I have been in the infantry for the past 8 years. I have been wanting to make a change for a few years now and I am looking at my options.  I have been married for a year now and am extremely tired of being gone from home way to often. I am looking to make a change. I want to stay in the military and have been looking into an OT to another trade. I have been looking into the Air Force and the Aviation Systems Technician trade. I was hoping to find a few answers before i went any further with the process. 

I know that in the military it is hard to try and get the postings you want but one of my goals is to try and end up in BC on the coast or the Island with my wife. Does anyone have any info on opportunities to be posted there once in the trade?

Does the air frame you pick affect your posting a lot ?

I have seen the forces.ca video but what is the day to day work of an AVN? 

How much are AVNs tasked out for other jobs or sent away on courses ?

I am looking for a little more structure in my life I know it is never going to be perfect with military life I have been in long enough to know that but what I am trying to do is see if the grass is actually greener on the other side before I climb that fence. 

Any help or pointing me to someone that would be willing to talk would be greatly appreciated 

Thank you


----------



## mariomike (21 Aug 2016)

crow736 said:
			
		

> I have been looking into the Air Force and the Aviation Systems Technician trade.



Questions about AVN/AVS Tech  
https://army.ca/forums/threads/69678.0
3 pages.

Beginning life as an AVN-Tech
https://army.ca/forums/threads/77616.100.html
5 pages.

Best Posting for a new Avn Tech? 
http://army.ca/forums/threads/123207.0

Any 'Aviation Systems Technicians' here?
https://army.ca/forums/threads/92473.0

Aviation Systems Tech (AVN)
https://army.ca/forums/threads/105673.0

Avionics Sys tech Vs Aviation Sys tech Vs Aircraft Struct Tech  
https://army.ca/forums/threads/88272.0

Aviation Systems Tech.
http://army.ca/forums/threads/113990.0

etc...

AVN Tech
https://www.google.ca/search?q=site%3Aarmy.ca+AVN&sourceid=ie7&rls=com.microsoft:en-CA:IE-Address&ie=&oe=&rlz=1I7GGHP_en-GBCA592&gfe_rd=cr&ei=GU5PV4fAL8GC8Qf4wYPoBQ&gws_rd=ssl


----------



## dimsum (21 Aug 2016)

crow736 said:
			
		

> I know that in the military it is hard to try and get the postings you want but one of my goals is to try and end up in BC on the coast or the Island with my wife. Does anyone have any info on opportunities to be posted there once in the trade?
> 
> Does the air frame you pick affect your posting a lot ?
> 
> How much are AVNs tasked out for other jobs or sent away on courses ?

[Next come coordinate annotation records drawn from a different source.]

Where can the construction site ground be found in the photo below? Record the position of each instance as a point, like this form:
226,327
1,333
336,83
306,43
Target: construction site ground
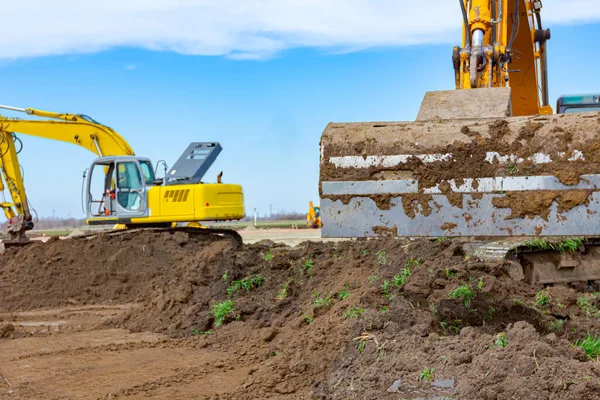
171,316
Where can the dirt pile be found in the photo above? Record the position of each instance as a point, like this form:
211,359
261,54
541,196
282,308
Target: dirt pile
358,319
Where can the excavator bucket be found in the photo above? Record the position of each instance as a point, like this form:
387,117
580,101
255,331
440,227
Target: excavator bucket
464,168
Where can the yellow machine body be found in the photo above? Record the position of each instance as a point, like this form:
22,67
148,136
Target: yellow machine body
186,203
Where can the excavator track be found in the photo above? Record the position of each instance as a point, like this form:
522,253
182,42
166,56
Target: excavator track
234,237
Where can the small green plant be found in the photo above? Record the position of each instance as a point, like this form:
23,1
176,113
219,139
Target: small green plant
480,284
426,374
501,340
225,277
542,299
433,309
319,301
464,293
381,257
385,290
585,305
353,312
402,277
591,346
221,311
557,325
251,282
569,245
413,262
361,346
309,264
344,293
283,291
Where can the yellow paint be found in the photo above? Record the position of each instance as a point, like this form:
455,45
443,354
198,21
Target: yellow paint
524,71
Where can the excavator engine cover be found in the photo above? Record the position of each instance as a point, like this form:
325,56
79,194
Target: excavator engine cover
445,176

I'm not an AVN but I can add some info:

In BC, the only postings are Victoria (Maritime Helicopter) and Comox (Aurora, Cormorant, Buffalo).  Both are on the Island (ie. no postings on the Mainland).

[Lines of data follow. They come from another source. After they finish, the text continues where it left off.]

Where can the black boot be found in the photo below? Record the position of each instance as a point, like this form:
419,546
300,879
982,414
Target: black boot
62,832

Airframes do affect your posting - if you're trained on Auroras for example, you're either going to be posted to Comox BC or Greenwood NS.  AVNs do get deployed - the Auroras have them in Kuwait and the Maritime Helicopter AVNs sail with the Navy.  

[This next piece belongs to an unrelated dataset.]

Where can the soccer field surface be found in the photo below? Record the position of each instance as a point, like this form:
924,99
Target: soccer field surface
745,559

Finally, and this is just my 2c, if the main reason to OT to AVN is because you think they deploy less, I'd do more research first and see if that's the case.  I think you may be surprised how much time is spent away.


----------



## krustyrl (21 Aug 2016)

AFAIK, coming out of trades training, you do not get to pick an airframe , you can submit posting preferences but ultimately it's where you're needed. I am a ret'd AVN/ SST tech for 28 years. While I was in, often top candidate on course would've had the best option but I am almost certain it's where there are openings. I wish you luck if you go the AVN route and you'll also like the spec pay. My last posting was 19Wing Comox .     Cheers.


----------



## edlabonte (5 Sep 2016)

All the AVNs i've met really enjoy the trade and look forward to the deployments.  Honestly, the best way to be deployed less is to get posted to a SAR sqn.  So either the Buffalos, the SAR Herc Sqns or the Combat Support Sqns that fly Griffons.  Given that you want to be posted to VI, 442 Sqn (Buffalo) is your best option.

I am an Aerospace Control Operator (AC Op 00337) and are deployments are fewer.  we are found at almost every Wing and at all the Tac Hel Sqns.  Check us out or PM if you want to know more.  http://www.forces.ca/en/job/aerospacecontroloperator-13

Cheers


----------